Floyd locked himself away and trained like the proverbial monk. Ingemar, on the other hand, partied hard. Something of a playboy, the good-looking Johansson enjoyed the company of more than a few chicks whilst wearing the crown. The rematch put back everything Ingo and his Bingo had put wrong.

Patterson was hurt again by Johansson’s right hand bomb, this in round two of the fight that took place at The Polo Grounds in New York. But Floyd, who history says had a glass jaw, took the punch and kept his composure. It was a tense fight, a close affair – until round five. Patterson, incredibly fast as well as powerful, smashed home with a right to the defending champion’s head, following up with a left hook. Then, unleashing his best weapon, the left hook again, Floyd dropped Johansson heavily.

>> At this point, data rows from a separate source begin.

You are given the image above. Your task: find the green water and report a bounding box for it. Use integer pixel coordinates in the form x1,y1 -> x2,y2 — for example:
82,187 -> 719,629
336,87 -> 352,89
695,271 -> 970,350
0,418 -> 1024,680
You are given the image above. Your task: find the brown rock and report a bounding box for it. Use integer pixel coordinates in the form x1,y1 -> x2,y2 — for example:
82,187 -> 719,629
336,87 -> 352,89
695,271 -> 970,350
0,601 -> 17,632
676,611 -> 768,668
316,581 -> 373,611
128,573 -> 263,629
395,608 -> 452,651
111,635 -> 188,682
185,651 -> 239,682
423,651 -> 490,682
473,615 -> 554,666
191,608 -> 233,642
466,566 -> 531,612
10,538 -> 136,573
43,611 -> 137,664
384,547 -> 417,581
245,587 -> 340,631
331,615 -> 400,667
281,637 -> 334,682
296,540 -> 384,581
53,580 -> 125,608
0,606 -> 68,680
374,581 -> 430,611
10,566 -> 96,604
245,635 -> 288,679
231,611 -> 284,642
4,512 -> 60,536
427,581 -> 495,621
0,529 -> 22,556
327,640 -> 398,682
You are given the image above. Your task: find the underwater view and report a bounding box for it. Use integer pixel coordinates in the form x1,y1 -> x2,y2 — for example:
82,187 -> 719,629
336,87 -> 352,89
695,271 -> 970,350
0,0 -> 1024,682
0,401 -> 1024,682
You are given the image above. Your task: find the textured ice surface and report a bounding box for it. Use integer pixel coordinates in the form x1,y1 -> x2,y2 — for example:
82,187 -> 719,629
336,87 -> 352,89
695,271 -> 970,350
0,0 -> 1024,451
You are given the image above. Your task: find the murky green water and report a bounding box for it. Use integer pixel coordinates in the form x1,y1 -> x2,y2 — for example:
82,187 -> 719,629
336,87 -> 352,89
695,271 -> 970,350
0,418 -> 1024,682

Ingo got back up but Floyd was unstoppable now. Then, unloading his leaping left hook dubbed “The Gazelle Punch,” Patterson left his tormentor on the floor a twitching former champion. Patterson’s exquisite left hook had ruined Johansson, his leg visibly twitching as the prostrate fighter lay out cold on the canvas. The finishing punch had been deadly enough but Johansson’s head had also hit the canvas as he fell. He didn’t have a prayer of getting back up.

Patterson had done it, he was the first man in history to win back the world heavyweight title (James J. Corbett, Bob Fitzsimmons, Jack Dempsey, Max Schmeling, Joe Louis, Ezzard Charles, and Jersey Joe Walcott had all tried and failed to win back the crown).

It turned out Cus was right. Floyd was bigger, better and more confident than ever.